About the Farm: The land was originally part of a Donation Land Claim granted by the U.S. Government in 1859 to William and Isabelle Bowering. Pearson bought the land in 1875 after it had gone through a quick succession of owners, and began to establish his farm. He was born in England, his wife Adeline in France, and together for the next 25-plus years, they tried to make a go of it milking cows on the edge of Portland. But it was not an easy existence. Cows grazed, were born, milked and died, right where today’s Alameda Elementary School sits. Contained elsewhere in the early Pearson landscape was a pond at the lowest part of the property, in the vicinity of today’s Northeast 29th and Siskiyou, with an operating sawmill nearby; pastures for the dairy cows; a large old locust tree (now gone) on Fremont at 27th and what the Pearsons described as “deep forest to the north.”

pearson-detail

This detail from a much larger map shows the area of the Pearson farm in 1906. NE Fremont runs across the top of the frame. NE 33rd is the main road running vertically through the middle. NE 24th runs vertically on the far left side, along the edge of Edgemont. Look carefully and you can see Klickitat and Siskiyou streets. Note the Bowering Tract. The Pearson Farm is the empty lot east of Edgemont and west of the Town of Wayne. Note our proximity to the city limits: the pink vertical line on the far right shows the boundary. The large number “25” is section 25 in Township 1 North, Range 1 East of the Willamette Meridian. Click the map for a large image.

Do you have that mental picture in mind now? OK, let’s walk.

  1. Start on Northeast 29th and Fremont, under the Pearson Pine, and head south on 29th for two blocks to Siskiyou.
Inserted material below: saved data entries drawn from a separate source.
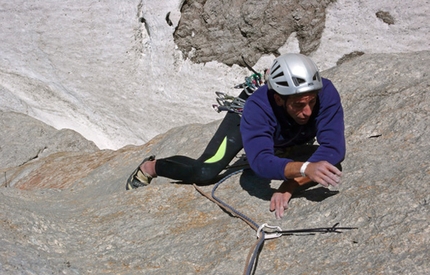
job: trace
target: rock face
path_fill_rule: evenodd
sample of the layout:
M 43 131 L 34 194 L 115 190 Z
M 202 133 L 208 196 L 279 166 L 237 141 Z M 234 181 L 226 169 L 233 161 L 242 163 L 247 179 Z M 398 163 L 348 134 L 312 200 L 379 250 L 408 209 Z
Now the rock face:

Along the way, you’ll note an empty lot on the right a few houses south on 29th…until two years ago, this held an original Pearson house.
  2. Turn right (west) on Siskiyou. You are now walking through what was a major wetland feature and pond, maybe a seasonal creek. If you look carefully, you can see what looks like a low spot in the pavement. Where they drained the swamp. You can also see the streets don’t line up just right here…a clue to the meeting of two developments.
  3. Continue on Siskiyou to Northeast 27th. You’ve just walked past a sawmill and small log yard. Can you hear the cows?
  4. Turn right (north) on 27th and appreciate the nice plaza and grounds at Alameda Elementary School. The pasture was off to your right where the playground is today. Check out the red farmhouse on your left as you approach Fremont. The third generation of Pearsons were born here and played on the porch. One of the Pearsons once said that porch was built extra large so the kids had a place to play outside that wasn’t in the cow pasture. In that day–1908–there was no school yet, no street, no sidewalk. Just a view of Mt. Hood and their pasture off the front porch to the east, and 20 acres of Scotch broom and dogwood out the back door.
  5. Turn right (east) on Fremont and set your sights on that big Ponderosa pine, back to where you started.

Much has changed in this place since the Pearsons first shaped the landscape. But the power of memory, and the silent witness of that tall pine, remind us all about our neighborhood’s connection to those early years.